À terme, WaveForms AI vise à développer ce que l’entreprise appelle un « intelligence émotionnelle générale » (EGI), se distinguant de l’intelligence artificielle générale (AGI), une IA dépassant toutes les capacités humaines.
« La plupart des entreprises, notamment les géants de l’IA (Meta, Google, Microsoft, NDLR), mais aussi de nouveaux comme Safe Superintelligence (d’Ilya Sutskever, le co-fondateur d’OpenAI, NDLR), se concentrent sur le développement de une AGI, qui restera une IA froide et logique. Mais ce qui va réellement faire la différence, c’est la qualité de l’interaction, ce que l’on appelle aujourd’hui « UX » (user experience) pour les sites et applications. C’est là qu’une entreprise peut gagner des parts de marché. »explique Alexis Conneau.

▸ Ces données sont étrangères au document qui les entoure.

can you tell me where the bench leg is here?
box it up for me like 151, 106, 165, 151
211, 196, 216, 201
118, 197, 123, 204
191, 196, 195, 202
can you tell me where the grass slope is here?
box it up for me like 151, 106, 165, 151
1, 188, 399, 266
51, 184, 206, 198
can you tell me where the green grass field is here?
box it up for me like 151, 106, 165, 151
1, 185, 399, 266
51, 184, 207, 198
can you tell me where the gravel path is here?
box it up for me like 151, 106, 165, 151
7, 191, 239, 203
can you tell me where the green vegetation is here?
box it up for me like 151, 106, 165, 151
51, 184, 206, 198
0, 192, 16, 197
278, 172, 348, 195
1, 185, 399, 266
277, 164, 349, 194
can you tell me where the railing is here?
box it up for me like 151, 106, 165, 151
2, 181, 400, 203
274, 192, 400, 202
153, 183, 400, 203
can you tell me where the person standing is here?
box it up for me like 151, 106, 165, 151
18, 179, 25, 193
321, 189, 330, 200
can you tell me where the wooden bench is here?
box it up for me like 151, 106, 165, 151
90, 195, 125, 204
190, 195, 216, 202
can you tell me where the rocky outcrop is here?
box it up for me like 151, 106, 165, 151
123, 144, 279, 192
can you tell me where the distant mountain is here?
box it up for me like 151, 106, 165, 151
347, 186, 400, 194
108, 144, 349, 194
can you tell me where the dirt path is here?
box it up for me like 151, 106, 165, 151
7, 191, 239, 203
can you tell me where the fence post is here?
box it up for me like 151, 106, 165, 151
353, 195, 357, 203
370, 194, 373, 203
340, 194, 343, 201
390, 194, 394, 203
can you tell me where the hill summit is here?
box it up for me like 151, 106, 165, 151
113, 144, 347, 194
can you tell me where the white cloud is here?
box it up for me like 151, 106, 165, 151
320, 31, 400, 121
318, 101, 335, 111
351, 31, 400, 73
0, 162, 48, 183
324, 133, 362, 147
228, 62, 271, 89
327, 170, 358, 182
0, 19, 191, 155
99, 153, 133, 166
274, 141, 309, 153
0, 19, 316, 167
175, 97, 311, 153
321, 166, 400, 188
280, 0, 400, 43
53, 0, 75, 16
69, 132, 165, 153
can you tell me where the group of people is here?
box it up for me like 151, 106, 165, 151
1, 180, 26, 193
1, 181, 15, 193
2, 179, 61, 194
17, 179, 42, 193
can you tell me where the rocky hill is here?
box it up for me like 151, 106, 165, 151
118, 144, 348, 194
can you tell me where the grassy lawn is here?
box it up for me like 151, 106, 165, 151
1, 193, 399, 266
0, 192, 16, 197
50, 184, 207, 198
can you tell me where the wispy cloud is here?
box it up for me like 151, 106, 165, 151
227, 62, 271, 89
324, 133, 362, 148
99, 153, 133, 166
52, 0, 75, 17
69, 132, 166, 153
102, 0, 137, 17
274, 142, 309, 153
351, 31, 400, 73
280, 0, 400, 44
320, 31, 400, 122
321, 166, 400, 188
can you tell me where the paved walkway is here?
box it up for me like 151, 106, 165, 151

Touchez les utilisateurs des réseaux sociaux qui ne sont pas encore acculturés à l’IA
L’audio n’est que la première étape, dit-il. D’autres couches technologiques seront ajoutées pour rendre l’expérience avec l’IA encore plus « immersif ». L’objectif de WaveForms AI est d’atteindre « 3 à 5 milliards de personnes connectées aux réseaux sociaux comme Instagram, TikTok et Facebook »mais qui n’utilisent pas encore les outils d’IA. « Ils sont très différents des 300 à 500 millions d’utilisateurs qui utilisent ChatGPT, Midjourney et autres aujourd’hui »il croit.
L’entreprise n’a pas encore de produit. Alexis Conneau, qui envisage de s’adresser en priorité aux consommateurs plutôt qu’aux entreprises, imagine que sa technologie permettra de développer des professeurs particuliers. En plus d’être experts sur un sujet comme certaines IA aujourd’hui, ils seront également équipés de« empathie, gentillesse et patience »dit le chef. Ou du moins, ils seront capables d’imiter à la perfection cette capacité humaine. Il réfléchit aussi aux candidatures « divertissement » ou au service client.
Pour expliquer son travail, l’ingénieur utilise souvent le film comme référence. Sonde Spike Jonze, où le héros finit par tomber amoureux de l’assistante IA à qui il parle constamment. Ce film dystopique fait souvent office de Saint Graal pour certaines sociétés. « C’est un film inspirant car il incarne un avenir que nous voulons éviter, un avenir où les interactions avec l’IA remplacent les interactions humaines. Ce que l’on imagine, c’est plutôt une complémentarité : de la même manière que vous avez une interaction avec votre téléviseur ou votre plateforme de streaming à certains moments de la journée.justifie le jeune entrepreneur. Très bien, mais Netflix n’essaie pas de ressembler autant que possible à un humain…
Un pari éthique risqué
Par ailleurs, le risque de s’attacher trop aux « compagnons » virtuels existe déjà, malgré leurs imperfections. L’actualité nous le rappelle régulièrement. En octobre dernier, la mère d’un jeune adolescent américain a porté plainte contre Character.ai, une société proposant des chatbots personnalisés, qui repose elle aussi sur le concept d’IA empathique et « émotionnellement » intelligente. Une mère accuse l’entreprise d’avoir poussé son fils au suicide en concevant « des systèmes d’IA intentionnellement génératifs avec des qualités anthropomorphiques afin de brouiller les frontières entre fiction et réalité ».
Que se passera-t-il lorsque le moment « Turing » de la voix sera atteint, comme le promet Alexis Conneau ? Le jeune ingénieur, qui a travaillé chez Facebook, est conscient des risques liés à une consommation excessive des plateformes numériques. Il dit réfléchir déjà à des mécanismes qui limiteraient le temps de conversation entre un utilisateur et une IA. Notamment en s’appuyant sur un business model qui ne dépend pas du temps passé sur l’application. Reste à savoir si cette promesse sera tenue. Réponse attendue d’ici quelques mois lors du lancement de son premier produit.